- Born: Columbus, Ohio, U.S.
- Occupation: Poet, writer
- Education: University of California, Irvine (BA) Indiana University (MLS) University of Delaware (EdD)
- Genre: Non-fiction

Website
- joannbalingit.org

= JoAnn Balingit =

American poet

JoAnn Balingit is an American poet and nonfiction writer who served as the 16th poet laureate of Delaware. Appointed to the position by governor Ruth Ann Minner from May 2008 until 2015, she was the first person of color to hold the title. She is also a reporter for Delaware Online, a subsection of The News Journal, and an adjunct professor at the University of Delaware, where she teaches poetry.

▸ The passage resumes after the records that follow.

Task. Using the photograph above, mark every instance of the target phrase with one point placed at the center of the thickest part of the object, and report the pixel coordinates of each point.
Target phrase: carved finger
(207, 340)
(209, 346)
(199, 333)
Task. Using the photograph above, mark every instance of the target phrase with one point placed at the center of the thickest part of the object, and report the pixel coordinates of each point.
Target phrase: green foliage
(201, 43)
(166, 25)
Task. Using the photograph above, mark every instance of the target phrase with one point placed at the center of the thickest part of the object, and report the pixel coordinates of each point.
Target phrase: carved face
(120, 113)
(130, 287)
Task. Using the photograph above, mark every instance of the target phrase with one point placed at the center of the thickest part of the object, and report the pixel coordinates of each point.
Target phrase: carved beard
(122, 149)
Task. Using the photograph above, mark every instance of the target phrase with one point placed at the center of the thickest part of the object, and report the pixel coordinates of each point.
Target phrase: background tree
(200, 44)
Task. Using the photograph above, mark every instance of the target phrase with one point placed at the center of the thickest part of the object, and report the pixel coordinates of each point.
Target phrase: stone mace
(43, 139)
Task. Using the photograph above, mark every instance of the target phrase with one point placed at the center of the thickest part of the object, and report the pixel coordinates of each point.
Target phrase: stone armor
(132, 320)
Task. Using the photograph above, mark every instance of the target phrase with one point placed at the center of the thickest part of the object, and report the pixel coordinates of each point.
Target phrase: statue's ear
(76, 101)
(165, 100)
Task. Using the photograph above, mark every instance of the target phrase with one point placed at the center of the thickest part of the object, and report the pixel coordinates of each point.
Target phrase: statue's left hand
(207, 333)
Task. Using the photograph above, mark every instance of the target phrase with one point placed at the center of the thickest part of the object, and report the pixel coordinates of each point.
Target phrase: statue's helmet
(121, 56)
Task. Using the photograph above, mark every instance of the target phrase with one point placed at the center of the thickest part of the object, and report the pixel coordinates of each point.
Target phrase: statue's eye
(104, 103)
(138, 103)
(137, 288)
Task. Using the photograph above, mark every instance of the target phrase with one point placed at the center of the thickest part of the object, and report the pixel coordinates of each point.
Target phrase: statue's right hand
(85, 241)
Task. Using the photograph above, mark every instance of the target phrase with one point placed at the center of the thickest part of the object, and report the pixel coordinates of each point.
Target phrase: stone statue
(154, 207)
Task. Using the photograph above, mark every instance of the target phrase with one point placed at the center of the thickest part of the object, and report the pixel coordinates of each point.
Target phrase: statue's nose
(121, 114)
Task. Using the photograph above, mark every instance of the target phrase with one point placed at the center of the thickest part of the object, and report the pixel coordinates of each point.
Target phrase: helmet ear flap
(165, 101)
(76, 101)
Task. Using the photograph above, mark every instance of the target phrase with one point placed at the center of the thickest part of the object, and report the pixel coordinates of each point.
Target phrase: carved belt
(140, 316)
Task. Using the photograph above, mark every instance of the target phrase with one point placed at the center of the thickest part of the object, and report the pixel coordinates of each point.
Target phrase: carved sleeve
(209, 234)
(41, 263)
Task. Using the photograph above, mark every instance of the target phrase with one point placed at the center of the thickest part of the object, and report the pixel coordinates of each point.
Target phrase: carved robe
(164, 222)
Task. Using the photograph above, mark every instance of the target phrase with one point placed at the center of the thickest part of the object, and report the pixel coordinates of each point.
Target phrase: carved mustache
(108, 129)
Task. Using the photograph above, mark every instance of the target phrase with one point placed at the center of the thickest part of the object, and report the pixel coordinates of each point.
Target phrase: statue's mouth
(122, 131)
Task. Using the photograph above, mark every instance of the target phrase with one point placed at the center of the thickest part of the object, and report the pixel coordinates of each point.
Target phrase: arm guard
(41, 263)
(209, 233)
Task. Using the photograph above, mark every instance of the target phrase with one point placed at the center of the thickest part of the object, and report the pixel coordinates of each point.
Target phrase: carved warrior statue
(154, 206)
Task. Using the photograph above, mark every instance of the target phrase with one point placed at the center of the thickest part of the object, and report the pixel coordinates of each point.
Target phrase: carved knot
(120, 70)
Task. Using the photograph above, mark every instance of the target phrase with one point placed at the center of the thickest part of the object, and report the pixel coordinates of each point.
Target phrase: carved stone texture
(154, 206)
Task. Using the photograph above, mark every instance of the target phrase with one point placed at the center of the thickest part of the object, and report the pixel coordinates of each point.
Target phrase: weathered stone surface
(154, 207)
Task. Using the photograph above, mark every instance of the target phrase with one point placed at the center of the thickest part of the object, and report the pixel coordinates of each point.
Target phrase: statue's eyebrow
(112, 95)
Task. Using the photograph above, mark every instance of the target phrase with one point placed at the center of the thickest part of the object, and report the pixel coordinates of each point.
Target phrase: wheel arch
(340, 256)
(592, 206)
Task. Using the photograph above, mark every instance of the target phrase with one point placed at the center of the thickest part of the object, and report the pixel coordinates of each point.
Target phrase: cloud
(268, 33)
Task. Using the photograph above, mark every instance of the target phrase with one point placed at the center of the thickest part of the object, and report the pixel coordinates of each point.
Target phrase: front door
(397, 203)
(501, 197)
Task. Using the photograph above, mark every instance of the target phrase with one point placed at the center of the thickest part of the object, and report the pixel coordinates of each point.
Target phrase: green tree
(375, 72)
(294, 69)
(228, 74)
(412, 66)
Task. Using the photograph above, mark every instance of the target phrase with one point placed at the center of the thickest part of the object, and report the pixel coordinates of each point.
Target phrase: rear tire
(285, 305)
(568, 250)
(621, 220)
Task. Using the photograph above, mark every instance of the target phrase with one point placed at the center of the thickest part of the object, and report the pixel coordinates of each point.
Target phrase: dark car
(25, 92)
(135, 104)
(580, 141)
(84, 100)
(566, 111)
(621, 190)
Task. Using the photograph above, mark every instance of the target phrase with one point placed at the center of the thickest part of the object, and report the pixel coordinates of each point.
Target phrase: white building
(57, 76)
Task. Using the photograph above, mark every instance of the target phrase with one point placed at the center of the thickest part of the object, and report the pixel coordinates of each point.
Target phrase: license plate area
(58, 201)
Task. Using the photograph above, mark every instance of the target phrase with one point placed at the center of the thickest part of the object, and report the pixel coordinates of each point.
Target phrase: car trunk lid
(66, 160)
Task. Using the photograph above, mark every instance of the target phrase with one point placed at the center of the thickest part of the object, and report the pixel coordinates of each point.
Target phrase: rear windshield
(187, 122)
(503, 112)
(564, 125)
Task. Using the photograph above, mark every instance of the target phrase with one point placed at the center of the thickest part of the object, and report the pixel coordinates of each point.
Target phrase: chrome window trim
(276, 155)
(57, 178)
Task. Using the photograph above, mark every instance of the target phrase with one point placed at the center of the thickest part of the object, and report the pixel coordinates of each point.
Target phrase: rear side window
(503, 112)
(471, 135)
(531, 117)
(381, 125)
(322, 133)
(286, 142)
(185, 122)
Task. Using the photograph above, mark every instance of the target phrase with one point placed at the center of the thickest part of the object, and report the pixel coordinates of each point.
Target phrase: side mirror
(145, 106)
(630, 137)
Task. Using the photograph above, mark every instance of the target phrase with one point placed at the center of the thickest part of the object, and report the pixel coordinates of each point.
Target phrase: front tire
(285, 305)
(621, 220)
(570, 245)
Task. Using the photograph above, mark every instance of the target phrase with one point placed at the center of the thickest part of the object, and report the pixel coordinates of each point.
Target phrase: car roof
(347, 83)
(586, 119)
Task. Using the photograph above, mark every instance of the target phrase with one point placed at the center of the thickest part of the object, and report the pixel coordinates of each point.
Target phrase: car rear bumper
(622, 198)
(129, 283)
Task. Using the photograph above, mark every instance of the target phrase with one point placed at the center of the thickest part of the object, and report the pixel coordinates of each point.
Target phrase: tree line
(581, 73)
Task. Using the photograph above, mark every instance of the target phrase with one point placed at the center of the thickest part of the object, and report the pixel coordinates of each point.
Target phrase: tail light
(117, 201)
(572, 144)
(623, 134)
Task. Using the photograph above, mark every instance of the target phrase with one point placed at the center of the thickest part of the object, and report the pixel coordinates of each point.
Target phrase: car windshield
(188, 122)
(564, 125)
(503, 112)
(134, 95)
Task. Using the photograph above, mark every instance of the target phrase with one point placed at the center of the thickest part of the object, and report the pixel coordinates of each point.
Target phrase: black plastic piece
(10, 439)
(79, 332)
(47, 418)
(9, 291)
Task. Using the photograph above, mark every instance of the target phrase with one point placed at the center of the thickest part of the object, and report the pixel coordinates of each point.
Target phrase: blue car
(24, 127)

Balingit is the author of the book Words For House Story, a poetry collection featured in Beltway Poetry Quarterly, a Washington D.C.–based Literary Journal. She also wrote two award-winning chapbooks, Forage and Your Heart and How It Works, which explore female identity and Philippine ancestry. More of her published work can be found in anthologies such as No Place Like Here: Southern Delaware Poetry and Prose and On the Mason Dixon Line: Contemporary Delaware Writers.

== Personal life ==
Balingit was born in Columbus, Ohio, to a German American mother and a Filipino immigrant father as the third eldest of twelve children. She later moved to Lakeland, Florida, where she was raised. She earned her B.A. in English Literature from University of California, Irvine, went on to complete a M.L.S. from Indiana University and earned her Doctorate in Education from the University of Delaware.

She currently resides in northern Delaware. She has four children: Savannah, Bahiya, Adrian, and Julian.